Comment by kelli in the mirror — February 8, 2008 @ 3:57 pm
You need some sunlight. Winter is hard for you even without two kids. Love ya.
Comment by jaybee4000 — February 8, 2008 @ 4:18 pm
Hugs to you.
I have missed you, but can’t fathom taking care of both Avery and a baby so I am impressed that you are still coherent.
Hope things settle down a little bit and you can find a little time for youself. You SO deserve it.
Comment by Jamie — February 8, 2008 @ 4:58 pm
So glad to read your thoughts and words again! I’m glad you are okay. Hang in there.
Comment by gretchen from lifenut — February 8, 2008 @ 7:37 pm
I’m in one of those can’t really comment moments, but just wanted to say welcome back! You were missed!
Comment by mama's nest — February 12, 2008 @ 3:39 pm
I know you probably hate to hear “it will get better” ’cause right now it feels like this is life. Forever. But honestly, it will get better. Winter lasts way too long but spring is just around the corner.
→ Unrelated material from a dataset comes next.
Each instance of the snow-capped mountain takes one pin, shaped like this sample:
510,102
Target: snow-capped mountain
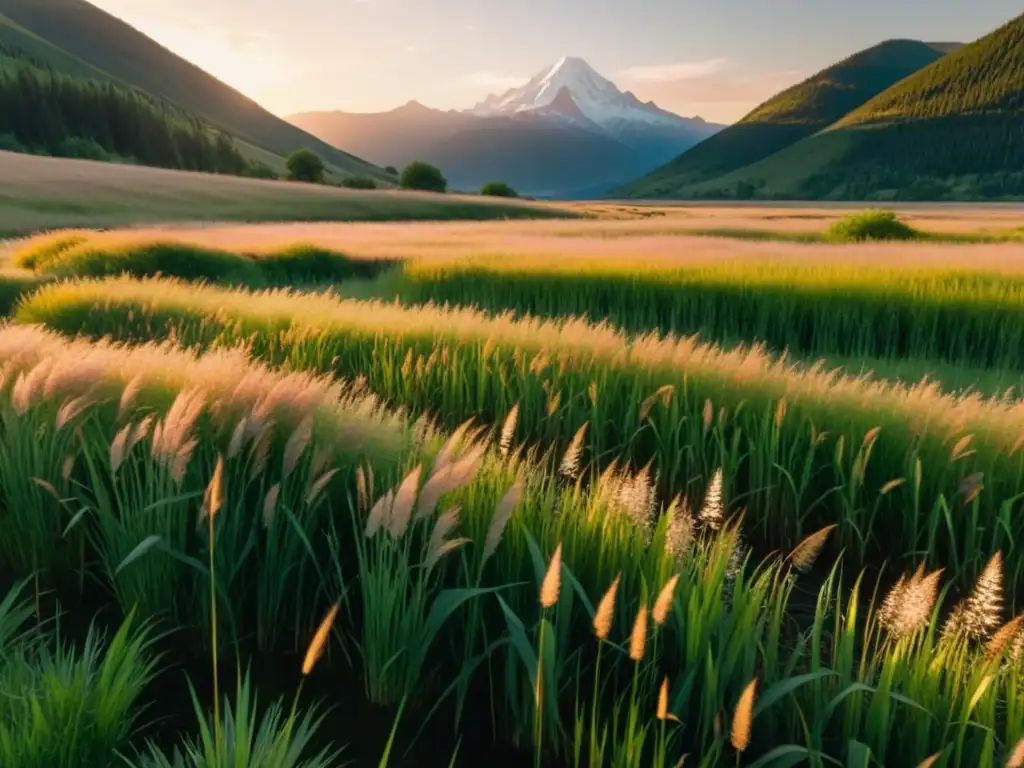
595,96
567,132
You are doing an awesome job by giving your kids the gift of staying home with them.
Comment by Jenn — February 12, 2008 @ 4:13 pm
i’m seriously impressed with you. i know i have told you this before, but i would be completely insane if bb wasn’t in school. i’m SO glad we waited til he was 3 to have another baby. seriously. mommy would be losing it. bigtime. so, hats off to you!!! you go, girl. and make sure you get some time to yourself–no matter how hard it is to do.
Comment by kate — February 12, 2008 @ 7:26 pm
Hey, you’re back!
You get used to it, honestly. Having a BABY is not the same thing as having a kid - once they get a bit older it is suddenly much, much easier.
Comment by Rebecca — February 14, 2008 @ 7:56 pm
I’ll be so excited if you’re really back! I think you’ll get there with the two kids thing… they stop crying eventually!
Steph
Comment by Adventures In Babywearing — February 15, 2008 @ 8:26 am
Um… yeah. I was/am already scared. So don’t worry, it’s not your fault. Basically, we knew we wanted to have two - regardless. So we took the plunge. I am fully expecting it to be insane and hard and sometimes, just plain awful. I am sorry that you are struggling. I worry because I struggle now as well. I feel terrible when I find myself counting down the hours until A’s bedtime and I think “What kind of a life is this?” But then they do something ridiculously quirky and adorable and you almost forget that you even thought that way. Sound familiar?
I miss you.
Comment by Mama D — February 18, 2008 @ 11:33 pm
We missed you too!! I totally agree that 2 is more than twice as hard…there are days when I am about to pull my hair out cuz as soon as I THINK I’ve got one happy and fed, etc., the other starts up.